OFAC Published An FAQ About the Wind-Down Period Regarding The Sanctions Waiver Covering All Remaining Nuclear Projects In Iran That Originated With The Joint Comprehensive Plan of Action
May 27, 2020: Following an announcement by the Secretary of State that the sanctions waiver covering all remaining nuclear projects in Iran that originated with the Joint Comprehensive Plan of Action (JCPOA) would end following a final 60-day wind-down period, OFAC published an FAQ about a wind-down period ending July 27, 2020 for activities associated with the waivers. Secretary Pompeo’s announcement is on the State Department website at https://www.state.gov/keeping-the-world-safe-from-irans-nuclear-program/; the OFAC FAQ is on the Treasury Department website at https://www.treasury.gov/resource-center/faqs/Sanctions/Pages/faq_iran.aspx#829.
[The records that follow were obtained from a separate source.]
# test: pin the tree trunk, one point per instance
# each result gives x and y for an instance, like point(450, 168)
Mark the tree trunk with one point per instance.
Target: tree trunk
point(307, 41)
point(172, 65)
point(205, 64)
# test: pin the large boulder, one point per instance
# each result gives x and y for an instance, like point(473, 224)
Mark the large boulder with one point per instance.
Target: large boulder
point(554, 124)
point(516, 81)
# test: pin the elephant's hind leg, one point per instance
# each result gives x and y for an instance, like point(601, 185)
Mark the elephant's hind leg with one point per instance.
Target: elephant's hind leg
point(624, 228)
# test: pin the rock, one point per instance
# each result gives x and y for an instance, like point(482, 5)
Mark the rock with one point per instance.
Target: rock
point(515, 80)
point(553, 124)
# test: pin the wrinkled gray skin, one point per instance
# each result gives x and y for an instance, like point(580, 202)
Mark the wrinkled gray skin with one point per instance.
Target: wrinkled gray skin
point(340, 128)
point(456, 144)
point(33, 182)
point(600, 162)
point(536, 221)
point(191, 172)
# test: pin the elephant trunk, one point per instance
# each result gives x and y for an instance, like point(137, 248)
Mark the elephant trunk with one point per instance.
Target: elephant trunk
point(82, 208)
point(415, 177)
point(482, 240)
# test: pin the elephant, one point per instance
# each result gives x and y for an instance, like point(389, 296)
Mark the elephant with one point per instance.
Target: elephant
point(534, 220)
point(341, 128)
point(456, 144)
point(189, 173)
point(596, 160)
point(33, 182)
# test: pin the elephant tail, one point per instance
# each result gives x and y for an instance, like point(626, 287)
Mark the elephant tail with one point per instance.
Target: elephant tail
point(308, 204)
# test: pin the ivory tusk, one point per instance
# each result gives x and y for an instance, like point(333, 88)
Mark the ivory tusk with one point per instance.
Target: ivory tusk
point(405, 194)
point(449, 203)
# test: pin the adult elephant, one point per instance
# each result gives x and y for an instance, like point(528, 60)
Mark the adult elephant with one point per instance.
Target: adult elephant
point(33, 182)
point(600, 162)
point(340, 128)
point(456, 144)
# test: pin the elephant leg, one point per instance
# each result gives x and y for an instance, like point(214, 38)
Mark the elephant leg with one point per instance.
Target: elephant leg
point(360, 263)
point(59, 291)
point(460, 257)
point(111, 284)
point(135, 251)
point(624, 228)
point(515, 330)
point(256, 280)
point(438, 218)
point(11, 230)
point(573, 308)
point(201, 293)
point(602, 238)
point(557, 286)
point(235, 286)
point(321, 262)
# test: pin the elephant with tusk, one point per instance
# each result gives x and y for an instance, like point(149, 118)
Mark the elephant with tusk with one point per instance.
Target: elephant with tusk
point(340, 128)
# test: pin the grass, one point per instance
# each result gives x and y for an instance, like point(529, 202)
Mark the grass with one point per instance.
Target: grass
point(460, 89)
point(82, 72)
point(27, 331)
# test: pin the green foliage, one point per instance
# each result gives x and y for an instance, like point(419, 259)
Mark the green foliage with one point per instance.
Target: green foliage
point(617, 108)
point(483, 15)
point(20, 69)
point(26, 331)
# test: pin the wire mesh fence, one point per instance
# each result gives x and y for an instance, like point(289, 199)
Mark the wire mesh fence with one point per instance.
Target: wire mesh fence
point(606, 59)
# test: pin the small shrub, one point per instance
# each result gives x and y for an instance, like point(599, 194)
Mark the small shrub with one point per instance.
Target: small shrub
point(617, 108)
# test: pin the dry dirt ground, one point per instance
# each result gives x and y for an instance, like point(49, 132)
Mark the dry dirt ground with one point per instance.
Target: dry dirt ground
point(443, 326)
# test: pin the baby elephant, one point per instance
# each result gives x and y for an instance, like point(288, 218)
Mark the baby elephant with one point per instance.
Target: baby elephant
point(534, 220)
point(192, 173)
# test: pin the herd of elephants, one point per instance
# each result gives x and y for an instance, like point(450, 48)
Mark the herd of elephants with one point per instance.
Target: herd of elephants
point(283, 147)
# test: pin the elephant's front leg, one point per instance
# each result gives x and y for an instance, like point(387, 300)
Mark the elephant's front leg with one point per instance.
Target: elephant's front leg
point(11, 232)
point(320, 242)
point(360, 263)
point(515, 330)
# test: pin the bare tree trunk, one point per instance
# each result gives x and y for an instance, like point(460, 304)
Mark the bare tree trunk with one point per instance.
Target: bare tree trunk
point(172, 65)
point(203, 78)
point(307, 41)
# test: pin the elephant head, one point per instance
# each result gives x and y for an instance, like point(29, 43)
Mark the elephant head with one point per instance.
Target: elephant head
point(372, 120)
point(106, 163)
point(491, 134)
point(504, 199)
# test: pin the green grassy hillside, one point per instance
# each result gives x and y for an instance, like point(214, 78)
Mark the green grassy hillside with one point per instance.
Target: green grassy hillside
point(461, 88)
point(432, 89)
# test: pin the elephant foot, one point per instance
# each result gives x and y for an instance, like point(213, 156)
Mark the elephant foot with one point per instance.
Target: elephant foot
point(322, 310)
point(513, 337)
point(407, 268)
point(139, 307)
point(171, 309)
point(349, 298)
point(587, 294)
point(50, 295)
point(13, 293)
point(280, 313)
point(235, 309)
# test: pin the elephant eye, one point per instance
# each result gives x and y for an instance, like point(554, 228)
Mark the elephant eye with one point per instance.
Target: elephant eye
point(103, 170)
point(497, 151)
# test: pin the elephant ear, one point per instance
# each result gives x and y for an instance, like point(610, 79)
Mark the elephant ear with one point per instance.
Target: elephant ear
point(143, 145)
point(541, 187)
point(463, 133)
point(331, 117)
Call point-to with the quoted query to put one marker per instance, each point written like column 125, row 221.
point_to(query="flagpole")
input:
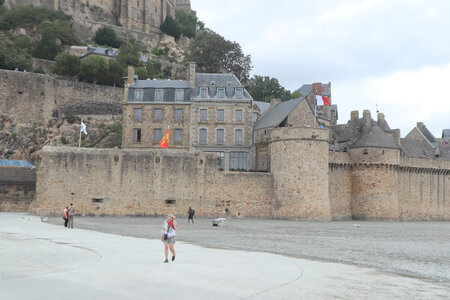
column 79, row 140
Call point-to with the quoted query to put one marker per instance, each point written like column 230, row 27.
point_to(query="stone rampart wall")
column 28, row 97
column 133, row 182
column 411, row 189
column 424, row 189
column 340, row 185
column 17, row 188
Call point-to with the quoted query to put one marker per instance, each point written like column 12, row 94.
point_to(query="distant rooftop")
column 306, row 89
column 277, row 114
column 160, row 84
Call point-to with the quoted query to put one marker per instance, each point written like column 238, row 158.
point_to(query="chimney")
column 354, row 120
column 130, row 81
column 367, row 119
column 317, row 88
column 274, row 102
column 191, row 74
column 396, row 136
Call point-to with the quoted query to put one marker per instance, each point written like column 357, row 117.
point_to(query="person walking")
column 70, row 213
column 168, row 236
column 65, row 216
column 191, row 214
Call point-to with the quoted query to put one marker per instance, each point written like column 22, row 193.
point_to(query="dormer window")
column 220, row 93
column 159, row 94
column 138, row 95
column 239, row 93
column 179, row 95
column 203, row 92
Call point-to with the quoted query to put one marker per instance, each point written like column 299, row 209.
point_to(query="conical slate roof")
column 374, row 137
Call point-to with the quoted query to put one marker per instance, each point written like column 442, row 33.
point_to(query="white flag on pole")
column 83, row 127
column 319, row 100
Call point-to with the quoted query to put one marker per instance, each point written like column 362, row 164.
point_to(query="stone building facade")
column 302, row 169
column 141, row 15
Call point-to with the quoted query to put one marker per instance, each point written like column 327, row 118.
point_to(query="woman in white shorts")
column 168, row 236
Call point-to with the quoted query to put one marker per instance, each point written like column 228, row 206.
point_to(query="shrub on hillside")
column 107, row 36
column 129, row 55
column 46, row 48
column 24, row 16
column 22, row 42
column 93, row 69
column 66, row 64
column 11, row 59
LATEST SANCTIONS FINES & PENALTIES
Department of State
May 20, 2020 – 85 Fed. Reg. 30783: DDTC imposed statutory debarment on the following persons based on their convictions for violating, or conspiracy to violate, the Arms Export Control Act (AECA, 22 USC 2778 et seq.):
(1) Asad-Ghanem, Rami Najm (aka Ghanem, Rami Najm);
(2) Boyko, Gennadiy;
(3) Browning, Scott Douglas;
(4) Brunt, Paul Stuart;
(5) Chehade, Walid;
(6) Dequarto, Dominick;
(7) Diab, Hicham;
(8) El Mir, Nafez;
(9) Heubschmann, Andy Lloyd;
(10) Joseph, Junior Joel;
(11) Peterson, John James;
(12) Prezas, Julian;
(13) Rodriguez, Chris;
(14) Ruchtein, Sergio;
(15) Saiag, Allexander (aka Saiag, Alexandre);
(16) Saidi, Abdul Majid;
(17) Shapovalov, Michael (aka Mikhail Shapovalov);
(18) Sheng, Zimo;
(19) Srivaranon, Apichart;
(20) Taylor, Maurice;
(21) Tishchenko, Oleg Mikhaylovich;
(22) Zamarron-Luna, Carlos Antonio; and
(23) Zuppone, Brunella.
These persons are prohibited from participating directly or indirectly in any activities that are regulated by the ITAR for 3 years following their conviction, and, beyond that date, until they request and receive reinstatement from the State Department. During debarment, the Department may grant transaction exceptions on a case-by-case basis. The Federal Register announcement includes a description of the rules applicable to statutory debarment.
Fines and Penalties
May 6, 2020: Biomin America, Inc. of Overland Park, KS, an animal nutrition company, paid $257,862 to settle charges by OFAC that Biomin and its owned or controlled foreign entities had violated Sec. 515.201 of the Cuban Assets Control Regulations (CACR, 31 CFR Part 515) by making 30 sales of agricultural commodities produced outside the U.S. to Alfarma S.A. in Cuba without authorization from OFAC. OFAC noted that Biomin could potentially have avoided these violations by making these exports under an existing general license under CACR Sec. 515.533(a) or applying for a specific license from OFAC; however, it apparently failed to seek appropriate advice and did not have an OFAC compliance program. The sales in question had a transactional value of $17,391,950.